Have you ever been in a brainstorming session when someone exhorts you to think “outside the box?” Don’t you cringe just a little? Or maybe, like me, you imagine putting that someone inside the box, securing it with an entire roll of strapping tape, and shipping it to a pre-industrial country.

Or maybe you’re not like me.

In any case, I now have a new (albeit begrudging) respect for that phrase. A recent study suggests that we just need to reinterpret it. “Outside the box” should refer, not to the location of our ideas, but to the location of us.

Scientists at Indiana University at Bloomington have demonstrated that spatial distance—real or perceived—from a problem can increase our creative ability to solve it. (Just check your latest copy of Journal of Experimental Social Psychology for the nitty-gritty or, if that isn’t handy, consult Scientific American’s Reader’s Digest version here.)

The scientists asked college kids to solve problems requiring creativity and insight. Problems were either open-ended (e.g., List as many modes of transportation as possible) or what I’d call brainteasers which had a single answer. An example of the latter:

A prisoner was attempting to escape from a tower. He found a rope in his cell that was half as long enough to permit him to reach the ground safely. He divided the rope in half, tied the two parts together, and escaped. How could he have done this?

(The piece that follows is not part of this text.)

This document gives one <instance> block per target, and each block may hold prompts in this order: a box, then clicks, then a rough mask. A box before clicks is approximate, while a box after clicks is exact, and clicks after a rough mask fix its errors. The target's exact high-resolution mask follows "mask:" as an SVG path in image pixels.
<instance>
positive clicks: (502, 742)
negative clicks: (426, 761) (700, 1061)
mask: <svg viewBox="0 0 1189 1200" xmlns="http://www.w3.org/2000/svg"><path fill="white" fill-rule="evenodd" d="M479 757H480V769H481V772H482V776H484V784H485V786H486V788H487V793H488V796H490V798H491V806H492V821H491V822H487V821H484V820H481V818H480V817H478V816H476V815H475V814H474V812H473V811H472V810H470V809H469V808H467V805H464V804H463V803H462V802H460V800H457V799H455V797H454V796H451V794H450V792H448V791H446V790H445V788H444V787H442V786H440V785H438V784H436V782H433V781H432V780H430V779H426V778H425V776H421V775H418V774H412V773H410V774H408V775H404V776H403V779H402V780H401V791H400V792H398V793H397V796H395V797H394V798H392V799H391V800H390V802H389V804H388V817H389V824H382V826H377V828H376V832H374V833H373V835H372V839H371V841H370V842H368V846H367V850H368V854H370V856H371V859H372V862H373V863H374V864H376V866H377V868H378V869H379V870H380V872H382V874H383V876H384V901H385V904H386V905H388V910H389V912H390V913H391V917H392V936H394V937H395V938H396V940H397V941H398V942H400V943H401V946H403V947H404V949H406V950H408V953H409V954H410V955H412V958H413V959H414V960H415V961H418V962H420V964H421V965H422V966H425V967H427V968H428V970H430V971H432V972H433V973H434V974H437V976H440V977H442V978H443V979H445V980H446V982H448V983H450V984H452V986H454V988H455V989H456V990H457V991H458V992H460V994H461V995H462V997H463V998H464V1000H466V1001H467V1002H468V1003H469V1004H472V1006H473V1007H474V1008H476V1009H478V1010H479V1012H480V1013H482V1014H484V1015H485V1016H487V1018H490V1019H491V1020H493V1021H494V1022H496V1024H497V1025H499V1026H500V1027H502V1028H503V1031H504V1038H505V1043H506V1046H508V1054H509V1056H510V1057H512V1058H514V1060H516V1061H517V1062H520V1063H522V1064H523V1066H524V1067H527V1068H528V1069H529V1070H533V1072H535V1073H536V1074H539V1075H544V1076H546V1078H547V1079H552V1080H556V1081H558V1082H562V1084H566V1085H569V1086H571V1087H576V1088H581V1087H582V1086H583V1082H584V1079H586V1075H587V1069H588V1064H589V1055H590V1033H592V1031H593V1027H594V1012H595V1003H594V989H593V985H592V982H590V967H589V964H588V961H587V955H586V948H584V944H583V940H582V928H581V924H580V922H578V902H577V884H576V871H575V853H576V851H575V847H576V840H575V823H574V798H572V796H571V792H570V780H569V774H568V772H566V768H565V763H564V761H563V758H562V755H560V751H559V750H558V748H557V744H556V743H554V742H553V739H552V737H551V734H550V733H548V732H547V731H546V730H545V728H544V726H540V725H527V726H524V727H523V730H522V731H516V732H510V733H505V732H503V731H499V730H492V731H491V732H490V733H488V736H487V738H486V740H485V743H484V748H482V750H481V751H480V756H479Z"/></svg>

Here comes the answer if you're ready for it: unravel the rope and tie the separate strands together.

[Personal aside: I’ll fess up that I didn’t get the solution, but when I shared the problem with my wife and 8-year-old daughter, they got it instantly. I simply assumed, Me stupid. But it turns out they had been weaving friendship bracelets most of the day and immediately saw the rope for what it was: a braid that could be unraveled. Now back to the study...]

Some of the college kids were told that the questions originated on campus and other kids were told that the questions originated in a distant location like Greece or a location just a few thousand miles away (and of course there was a control group that was told nothing because, you know, this is science). The upshot is that the group that associated the problems with distance did notably better at finding or enumerating creative solutions.

We think more creatively when we have geographical—or even psychological—distance from a task we’re trying to solve; in other words, when we locate ourselves outside the box, whether it’s a cubicle, conference room, or headspace.

And if that’s true, then it’s true for students and their classroom “box.” So how does a teacher create distance for creativity? I think some teachers do this intuitively when they use new venues to teach (“Math class is in the gym today!”) or wallpaper their rooms with a travelogue of posters. Perhaps it would help to play Hawaiian slack key guitar in the background while students work (I’ve done this for myself—I thought it was just a reminder that I’d rather be on vacation, but it turns out I was stimulating creativity. Mahalo, Science!)

Technology offers even more salient ways. Students’ global awareness is already increasing with the ease of access to media and communication across borders, so it’s not a big step to get them interacting real-time with teachers and students in other states—posing questions, brainstorming, and problem-solving via video or text. Or interacting asynchronously across numerous time zones via collaborative Web applications.

I wonder if students could work an entire lesson remotely via mobile devices?

There is a caution against encouraging this kind of distance, though. The day may come when students are told to think outside the box and they respond the same way I would: by saying, that’s a great idea. And leaving.